Le président du Conseil italien, Giuseppe Conte, cherche à gagner du temps sur un projet qui divise profondément son gouvernement. Le premier ministre italien a estimé, jeudi 7 mars, que le projet de liaison ferroviaire à grande vitesse Lyon-Turin ne semble pas un projet dont l’Italie a besoin, appelant à sa révision. « J’ai exprimé de forts doutes et ma perplexité sur l’opportunité de cet ouvrage. Je ne suis vraiment pas convaincu qu’il s’agisse d’un projet dont l’Italie a besoin », a déclaré M. Conte lors d’une conférence de presse.

Constatant l’incapacité de son gouvernement à trouver un compromis sur un sujet où les deux forces politiques de la majorité sont aux antipodes, il a demandé à la France et à l’Union européenne de rediscuter ce projet pour évaluer les « doutes et la perplexité » de l’exécutif italien. « Nous agirons ensuite » sur la base de ces discussions, a ajouté le chef du gouvernement italien.
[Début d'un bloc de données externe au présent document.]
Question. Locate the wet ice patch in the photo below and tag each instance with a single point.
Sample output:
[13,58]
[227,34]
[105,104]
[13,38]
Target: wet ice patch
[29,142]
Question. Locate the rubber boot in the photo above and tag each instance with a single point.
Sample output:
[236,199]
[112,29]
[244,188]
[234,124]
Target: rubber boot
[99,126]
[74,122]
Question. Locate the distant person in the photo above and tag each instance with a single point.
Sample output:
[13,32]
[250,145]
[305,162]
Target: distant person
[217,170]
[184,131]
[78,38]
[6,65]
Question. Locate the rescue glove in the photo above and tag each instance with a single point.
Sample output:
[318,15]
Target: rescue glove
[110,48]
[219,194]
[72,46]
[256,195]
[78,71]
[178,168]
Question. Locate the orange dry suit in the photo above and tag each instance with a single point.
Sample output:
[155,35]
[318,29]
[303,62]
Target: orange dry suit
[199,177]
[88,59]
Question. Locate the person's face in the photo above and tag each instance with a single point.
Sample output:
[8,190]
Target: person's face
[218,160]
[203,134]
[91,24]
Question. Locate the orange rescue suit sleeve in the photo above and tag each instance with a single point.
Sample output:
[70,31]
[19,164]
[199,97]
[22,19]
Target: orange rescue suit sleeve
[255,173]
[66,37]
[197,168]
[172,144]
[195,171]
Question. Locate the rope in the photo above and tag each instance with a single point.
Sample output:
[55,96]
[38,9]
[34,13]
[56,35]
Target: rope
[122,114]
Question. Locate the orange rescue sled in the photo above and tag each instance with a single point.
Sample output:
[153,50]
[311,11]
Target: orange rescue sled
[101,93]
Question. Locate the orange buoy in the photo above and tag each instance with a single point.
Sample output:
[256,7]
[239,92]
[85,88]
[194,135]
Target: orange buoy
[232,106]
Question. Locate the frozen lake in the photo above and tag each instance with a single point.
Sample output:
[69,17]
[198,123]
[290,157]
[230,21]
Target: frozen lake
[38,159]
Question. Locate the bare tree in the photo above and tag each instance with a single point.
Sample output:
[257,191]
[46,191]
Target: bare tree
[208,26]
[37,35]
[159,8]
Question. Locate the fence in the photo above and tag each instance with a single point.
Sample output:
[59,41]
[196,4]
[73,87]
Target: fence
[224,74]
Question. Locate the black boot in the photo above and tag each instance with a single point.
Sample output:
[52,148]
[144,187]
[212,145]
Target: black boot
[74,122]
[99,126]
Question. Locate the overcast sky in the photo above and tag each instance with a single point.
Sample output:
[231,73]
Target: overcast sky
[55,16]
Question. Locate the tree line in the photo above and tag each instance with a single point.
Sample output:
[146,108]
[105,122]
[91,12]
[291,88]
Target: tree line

M. Conte a également assuré que la répartition des coûts entre la France et l’Italie n’apparaissait « pas juste à l’heure actuelle » et « c’est un aspect qui doit être approfondi dans de nouvelles discussions », a-t-il ajouté.

Polémiques au sein de la majorité

Cette liaison ferroviaire entre Lyon et Turin alimente depuis des mois les polémiques au sein de la majorité formée par la Ligue (extrême droite) de Matteo Salvini, favorable à cette ligne à grande vitesse (LGV), et le Mouvement 5 Etoiles (M5S, antisystème) de Luigi Di Maio, farouchement opposé au projet qu’il considère comme un gaspillage d’argent public.
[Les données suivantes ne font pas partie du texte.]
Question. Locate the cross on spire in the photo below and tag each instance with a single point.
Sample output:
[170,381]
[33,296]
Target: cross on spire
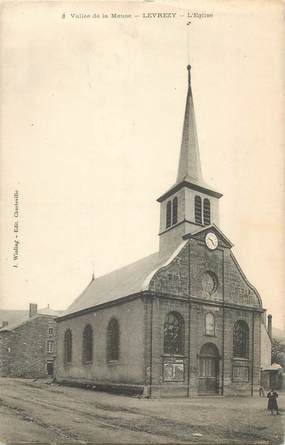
[189,163]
Reprenant des éléments de l’analyse coûts-bénéfices réalisée pour le compte du ministère des transports italien, M. Conte a énuméré plusieurs facteurs négatifs concernant ce dossier. Il a notamment cité les flux de trafic sur le rail qui, selon des projections statistiques, seraient beaucoup plus faibles qu’escompté auparavant. Le système tel qu’il est conçu – apporter avec des camions des marchandises pour les charger sur le train et les reprendre après sur un camion – pourrait inciter les entrepreneurs à ne pas se compliquer la vie et à effectuer tout le trajet en camion, a-t-il encore souligné.
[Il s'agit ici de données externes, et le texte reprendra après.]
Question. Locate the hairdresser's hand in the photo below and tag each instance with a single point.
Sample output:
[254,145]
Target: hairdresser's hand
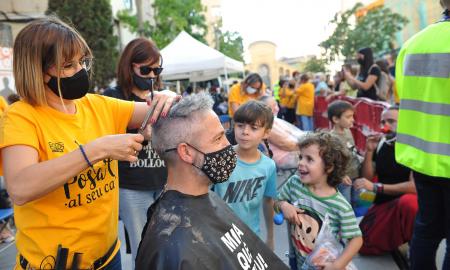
[347,180]
[328,266]
[147,132]
[121,147]
[291,212]
[361,183]
[162,101]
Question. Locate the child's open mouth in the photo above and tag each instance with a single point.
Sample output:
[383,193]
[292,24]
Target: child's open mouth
[303,173]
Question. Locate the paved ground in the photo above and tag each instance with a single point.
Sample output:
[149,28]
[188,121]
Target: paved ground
[8,251]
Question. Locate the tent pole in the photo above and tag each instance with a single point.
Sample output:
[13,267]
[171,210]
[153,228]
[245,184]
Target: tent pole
[226,79]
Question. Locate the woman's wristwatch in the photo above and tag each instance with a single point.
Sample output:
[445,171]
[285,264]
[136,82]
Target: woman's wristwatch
[378,188]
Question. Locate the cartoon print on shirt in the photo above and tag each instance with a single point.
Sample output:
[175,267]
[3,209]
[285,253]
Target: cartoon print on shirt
[304,235]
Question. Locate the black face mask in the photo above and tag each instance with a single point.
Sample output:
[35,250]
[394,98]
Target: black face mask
[217,166]
[74,87]
[143,84]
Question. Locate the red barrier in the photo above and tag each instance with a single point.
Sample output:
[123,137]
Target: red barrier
[367,117]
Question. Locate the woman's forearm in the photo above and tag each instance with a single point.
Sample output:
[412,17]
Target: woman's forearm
[30,180]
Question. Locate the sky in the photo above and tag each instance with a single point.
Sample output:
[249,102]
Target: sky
[296,26]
Le chef du gouvernement avait annoncé en début de semaine qu’il déciderait « d’ici à vendredi » de poursuivre ou non les travaux de la LGV. Mais le sommet gouvernemental dans la nuit de mercredi à jeudi n’a pas permis de trouver un compromis. Vieux de plusieurs décennies, le projet de LGV Lyon-Turin vise à réduire les transports de camions pour les transférer sur le rail et à diviser par deux le temps de trajet pour les passagers, en mettant Turin à deux heures de Lyon. Son élément central est un tunnel de 57,5 kilomètres qui a commencé à être creusé dans les Alpes italiennes et françaises et dont le coût est estimé à 8,6 milliards d’euros.

Une analyse coûts-bénéfices commandée par le gouvernement italien a estimé que cette ligne présenterait « une rentabilité très négative », avec des coûts supérieurs de sept milliards d’euros à ses bénéfices d’ici à 2059. Mais la composition de la commission d’experts et la méthodologie utilisée sont très contestées.